Analysing Indexes Part 2
Here's the next instalment, expect there to at least another two or three.
- I’m still only working with basic indexing
- No partitioning
- I’m not looking at xml indexes.
14.0 Collecting Raw Index usage data
- Collects table name, index name , reads and writes where there is a value for reads or writes
- Collect daily / hourly or as required
- The greater the granularity the greater volume of data collected
- Values stored in the dmv’s are cumulative so we have to store snapshots and query for weekly/daily/hourly differences to extract usage figures.

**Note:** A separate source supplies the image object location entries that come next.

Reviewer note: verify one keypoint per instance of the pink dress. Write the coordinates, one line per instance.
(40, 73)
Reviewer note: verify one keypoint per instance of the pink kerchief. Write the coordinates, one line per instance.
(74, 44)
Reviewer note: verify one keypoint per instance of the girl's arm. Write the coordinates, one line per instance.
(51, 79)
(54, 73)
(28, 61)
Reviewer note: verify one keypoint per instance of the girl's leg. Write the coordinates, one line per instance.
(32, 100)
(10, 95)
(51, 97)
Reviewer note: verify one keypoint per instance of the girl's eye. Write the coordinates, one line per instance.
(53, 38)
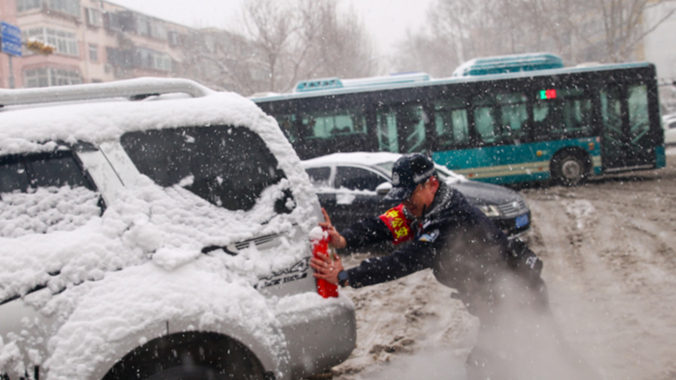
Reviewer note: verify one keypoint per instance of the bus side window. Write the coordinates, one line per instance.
(567, 115)
(401, 128)
(451, 123)
(514, 116)
(13, 177)
(386, 120)
(486, 125)
(326, 125)
(501, 118)
(288, 125)
(639, 122)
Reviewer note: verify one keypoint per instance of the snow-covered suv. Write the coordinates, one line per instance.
(155, 229)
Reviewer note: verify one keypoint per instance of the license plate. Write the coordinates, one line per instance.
(521, 220)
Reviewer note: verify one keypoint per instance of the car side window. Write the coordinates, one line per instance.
(13, 177)
(228, 166)
(357, 178)
(319, 176)
(46, 192)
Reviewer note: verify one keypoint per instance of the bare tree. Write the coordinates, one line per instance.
(309, 39)
(578, 30)
(271, 24)
(224, 61)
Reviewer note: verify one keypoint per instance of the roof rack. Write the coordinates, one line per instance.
(133, 89)
(336, 83)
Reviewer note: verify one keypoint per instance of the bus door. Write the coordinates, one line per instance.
(626, 138)
(402, 127)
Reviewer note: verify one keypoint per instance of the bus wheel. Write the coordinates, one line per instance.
(568, 169)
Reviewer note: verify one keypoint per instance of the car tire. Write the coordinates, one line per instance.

14.1 Table to store data – create in a monitoring database.
- It’s best to create a dedicated database to collect data, most DBA’s have their own database
- For the examples here we’ll assume it’s called ServerAdmin
|
--
-- create in ServerAdmin database
--
Use ServerAdmin;
go
IF EXISTS (SELECT * FROM sys.objects WHERE objectproperty(OBJECT_ID(N'[dbo].[tbl_IndexActivity]'),'IsUserTable') = 1)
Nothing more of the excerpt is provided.